Plantar fasciitis can make it very difficult for people to get out of bed in the morning. It can feel like a hot spike is being driven through the heel. Morning stretches can only do so much to help alleviate plantar fascia symptoms, but the all night stretch that plantar fasciitis splints provide gives people the relief they are looking for.
There is no guarantee that night splints will be the perfect treatment for plantar fasciitis, but there are plenty of people who have testified to its effectiveness in minimizing morning heel pain.
People respond differently to plantar fasciitis treatments, and wearing a boot to bed can be inconvenient and cumbersome. Sticking to the protocol can be tough, but the question is, what if it works?
The Benefits of Wearing a Plantar Fasciitis Night Splint
The night splint keeps a sustained stretch of the plantar fascia, Achilles tendon and calf muscle by keeping the foot at a 90 degree flexion.
This prolonged stretch helps to relieve the painful “first step” people with plantar fasciitis feel when they get out of bed in the morning. Wearing the night splint has been compared to wearing a snow boot to bed, but the people who stick with the teds woodworking plans have seen a definite improvement in their heel pain.

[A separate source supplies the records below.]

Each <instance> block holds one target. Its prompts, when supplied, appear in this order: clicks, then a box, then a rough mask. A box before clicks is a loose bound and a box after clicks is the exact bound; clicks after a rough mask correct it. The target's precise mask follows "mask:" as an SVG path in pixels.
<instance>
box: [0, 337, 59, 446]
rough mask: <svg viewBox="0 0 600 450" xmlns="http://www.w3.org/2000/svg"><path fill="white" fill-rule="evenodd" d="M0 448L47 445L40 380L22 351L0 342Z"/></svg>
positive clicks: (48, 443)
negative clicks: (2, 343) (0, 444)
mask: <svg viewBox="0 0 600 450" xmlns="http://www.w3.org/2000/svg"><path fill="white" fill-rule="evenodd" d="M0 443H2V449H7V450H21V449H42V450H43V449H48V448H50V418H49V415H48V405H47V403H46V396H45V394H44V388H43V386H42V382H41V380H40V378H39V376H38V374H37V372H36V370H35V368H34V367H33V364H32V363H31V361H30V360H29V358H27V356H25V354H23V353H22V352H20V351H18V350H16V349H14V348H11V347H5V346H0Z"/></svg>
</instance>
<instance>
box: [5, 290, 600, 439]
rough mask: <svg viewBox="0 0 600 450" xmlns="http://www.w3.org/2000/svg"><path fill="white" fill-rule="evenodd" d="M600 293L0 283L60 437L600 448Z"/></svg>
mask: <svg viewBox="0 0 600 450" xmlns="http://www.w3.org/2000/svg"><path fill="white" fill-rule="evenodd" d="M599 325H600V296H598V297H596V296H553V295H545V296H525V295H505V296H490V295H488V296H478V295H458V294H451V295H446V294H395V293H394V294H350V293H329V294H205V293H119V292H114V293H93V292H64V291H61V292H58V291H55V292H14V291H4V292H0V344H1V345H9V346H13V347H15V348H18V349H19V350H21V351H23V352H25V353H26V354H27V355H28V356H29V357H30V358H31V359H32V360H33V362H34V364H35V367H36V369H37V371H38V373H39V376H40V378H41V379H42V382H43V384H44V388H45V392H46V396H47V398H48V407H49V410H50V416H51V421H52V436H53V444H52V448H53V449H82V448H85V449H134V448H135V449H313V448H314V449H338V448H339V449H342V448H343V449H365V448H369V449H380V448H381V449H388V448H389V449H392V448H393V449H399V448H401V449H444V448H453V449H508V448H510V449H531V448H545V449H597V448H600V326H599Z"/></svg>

Different Types of Night Splints
The dorsal and the boot are the two types of night splints, and the difference between the two is that they are constructed to work on opposite sides of the foot. The dorsal splint is made out of hard plastic and sits on top of the foot and rides up the shin and firmly keeps the foot at a 90 degree angle.
It does not cover the heel or the arch. The boot splint is larger than the dorsal splint, but it is placed on the back of the leg from the calf and runs under the foot. It also keeps the foot at a 90 degree angle.